Fuck dedication, my determination has only dangerously demolish the demeanor to my insight of character.

Degrading my mortals all together. too thirsty to trust expectations; expecting while still experimenting, expelling signs.
emergency alert was install for a reason.

Ignoring the signs reciprocating in a triangle familiar with getting glass broken.
The shards haven't yet been collected from the last,
And again what little remain disperse to open flames.
Still I haven't learn the lesson.

Between mirrored eyes I should have stayed.
Lived it a fantasy of how it would be played.
Shouldn't have been attracted to the idea of swimming in your circled.

Hot n cold.

Now am sick because I was too bold, too fast, too jumpy to hop into your class.
Yet I came out without learning my
lessons.

Guess am just a sucker for the feeling of feeling unwanted right after feeling wanted.
left me wounded deep in thoughts
Down in my past lay so many memories.

Dejah vu.

This plotted seen sits on replay,
My first class ticket to the screen still couldn't let me see the lesson that needed to be abducted,
Laying right there appealing in front of me on display.
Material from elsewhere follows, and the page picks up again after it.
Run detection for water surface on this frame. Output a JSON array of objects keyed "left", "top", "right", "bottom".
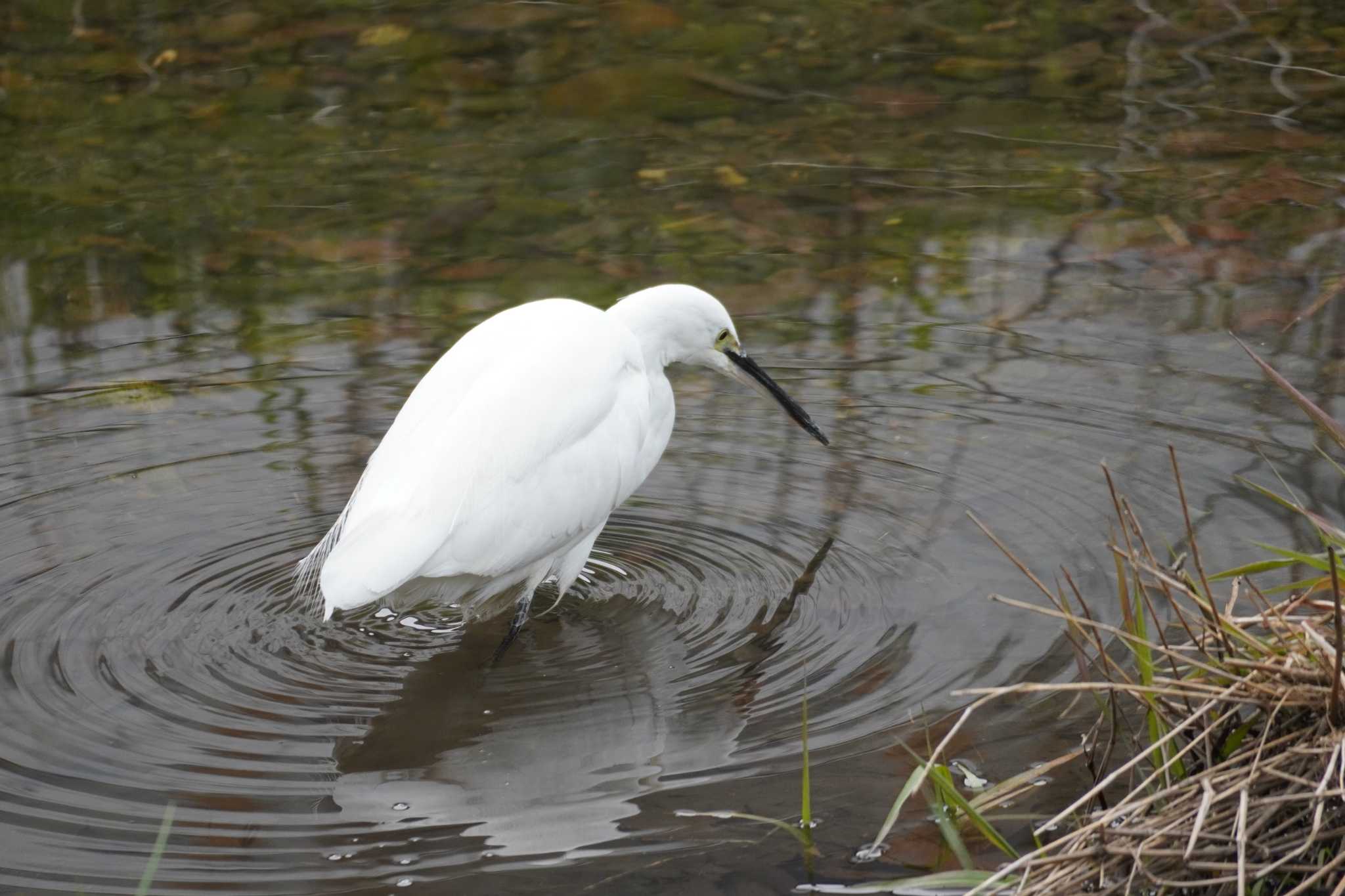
[{"left": 0, "top": 3, "right": 1345, "bottom": 893}]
I walk away afraid and ashamed, knowing that my swearing are just claims and tomorrow I'll be feeling this nauseous sickening terror again.
Eyes wet buts it's not tears just pain leaving its host to live somewhere fertile.
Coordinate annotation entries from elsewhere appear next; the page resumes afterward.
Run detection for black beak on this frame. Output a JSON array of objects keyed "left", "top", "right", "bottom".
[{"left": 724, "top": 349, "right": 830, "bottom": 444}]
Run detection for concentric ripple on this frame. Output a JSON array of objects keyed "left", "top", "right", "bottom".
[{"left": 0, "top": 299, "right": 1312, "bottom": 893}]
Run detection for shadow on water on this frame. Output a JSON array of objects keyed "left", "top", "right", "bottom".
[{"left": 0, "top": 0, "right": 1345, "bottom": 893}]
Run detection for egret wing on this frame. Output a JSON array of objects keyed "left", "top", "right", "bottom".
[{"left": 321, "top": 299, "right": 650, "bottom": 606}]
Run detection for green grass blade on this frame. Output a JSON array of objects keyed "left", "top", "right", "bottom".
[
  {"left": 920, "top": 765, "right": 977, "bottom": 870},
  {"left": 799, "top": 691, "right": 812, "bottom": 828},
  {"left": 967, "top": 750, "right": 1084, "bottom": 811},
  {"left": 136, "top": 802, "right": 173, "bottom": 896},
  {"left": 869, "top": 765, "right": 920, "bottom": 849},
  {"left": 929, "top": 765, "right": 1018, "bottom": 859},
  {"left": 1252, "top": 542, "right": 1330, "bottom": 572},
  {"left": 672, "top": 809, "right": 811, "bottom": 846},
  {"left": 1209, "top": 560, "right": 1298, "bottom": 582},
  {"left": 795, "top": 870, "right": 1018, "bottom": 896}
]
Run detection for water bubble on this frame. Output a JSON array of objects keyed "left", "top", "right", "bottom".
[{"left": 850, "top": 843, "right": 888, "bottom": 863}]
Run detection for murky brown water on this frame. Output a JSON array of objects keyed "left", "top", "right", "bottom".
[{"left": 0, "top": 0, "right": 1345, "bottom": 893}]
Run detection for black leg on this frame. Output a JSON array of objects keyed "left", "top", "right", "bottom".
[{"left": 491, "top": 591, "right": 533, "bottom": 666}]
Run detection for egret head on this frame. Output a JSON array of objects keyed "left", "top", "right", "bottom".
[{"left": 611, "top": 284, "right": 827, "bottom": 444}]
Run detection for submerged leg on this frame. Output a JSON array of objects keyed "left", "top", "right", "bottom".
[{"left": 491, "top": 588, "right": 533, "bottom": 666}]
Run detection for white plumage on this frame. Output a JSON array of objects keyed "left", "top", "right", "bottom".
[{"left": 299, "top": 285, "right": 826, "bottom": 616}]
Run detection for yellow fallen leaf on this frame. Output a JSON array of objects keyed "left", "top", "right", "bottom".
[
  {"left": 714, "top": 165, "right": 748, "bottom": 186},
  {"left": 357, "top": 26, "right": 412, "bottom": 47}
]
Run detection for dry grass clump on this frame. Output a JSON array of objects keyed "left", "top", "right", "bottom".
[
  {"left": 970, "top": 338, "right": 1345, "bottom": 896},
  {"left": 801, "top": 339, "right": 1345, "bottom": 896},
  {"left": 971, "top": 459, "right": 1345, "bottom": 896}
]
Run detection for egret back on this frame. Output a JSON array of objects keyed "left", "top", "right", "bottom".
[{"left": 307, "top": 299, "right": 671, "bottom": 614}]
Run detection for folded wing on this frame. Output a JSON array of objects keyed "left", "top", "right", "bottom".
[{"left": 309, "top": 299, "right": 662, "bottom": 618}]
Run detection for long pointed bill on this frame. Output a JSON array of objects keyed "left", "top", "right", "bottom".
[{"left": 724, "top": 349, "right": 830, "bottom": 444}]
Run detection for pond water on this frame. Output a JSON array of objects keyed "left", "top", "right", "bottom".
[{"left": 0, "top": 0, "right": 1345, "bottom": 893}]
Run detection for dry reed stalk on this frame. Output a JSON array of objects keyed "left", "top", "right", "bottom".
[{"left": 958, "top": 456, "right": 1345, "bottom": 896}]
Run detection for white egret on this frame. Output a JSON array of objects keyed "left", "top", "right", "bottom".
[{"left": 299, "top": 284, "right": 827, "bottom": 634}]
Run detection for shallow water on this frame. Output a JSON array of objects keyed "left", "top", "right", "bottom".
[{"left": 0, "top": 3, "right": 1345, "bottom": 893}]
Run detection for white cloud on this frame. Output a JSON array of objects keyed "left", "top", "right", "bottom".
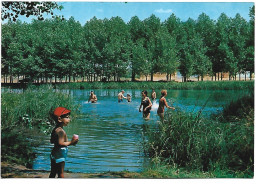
[
  {"left": 97, "top": 8, "right": 104, "bottom": 12},
  {"left": 155, "top": 8, "right": 172, "bottom": 13}
]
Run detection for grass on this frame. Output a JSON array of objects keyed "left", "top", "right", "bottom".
[
  {"left": 51, "top": 81, "right": 254, "bottom": 90},
  {"left": 1, "top": 86, "right": 77, "bottom": 168},
  {"left": 144, "top": 95, "right": 254, "bottom": 177},
  {"left": 1, "top": 81, "right": 254, "bottom": 178}
]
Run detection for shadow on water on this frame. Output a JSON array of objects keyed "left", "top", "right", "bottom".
[{"left": 33, "top": 89, "right": 249, "bottom": 173}]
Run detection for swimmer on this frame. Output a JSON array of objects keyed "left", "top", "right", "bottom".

Lessons not learnt cause I'm not studying to fail.
Not attempting to gain knowledge of relationships that ended seems it was just hails.
Not settled with excuses given pick from a jar of lies hidden in one's brain.
Not comfortable with the idea, wild heart can't be tamed.
Don't see the reason trust can't be gain.
Still there's a lot of reasons for you to think your being played.
Can't you give a blind eye,?
wait to feel the pain.
Doesn't it worth the pain to enjoy happiness for a short gain?
I endure this ache, so much for so long my muscles are fit, I no longer feel the strain.
Just anxious to feel the next impending pain.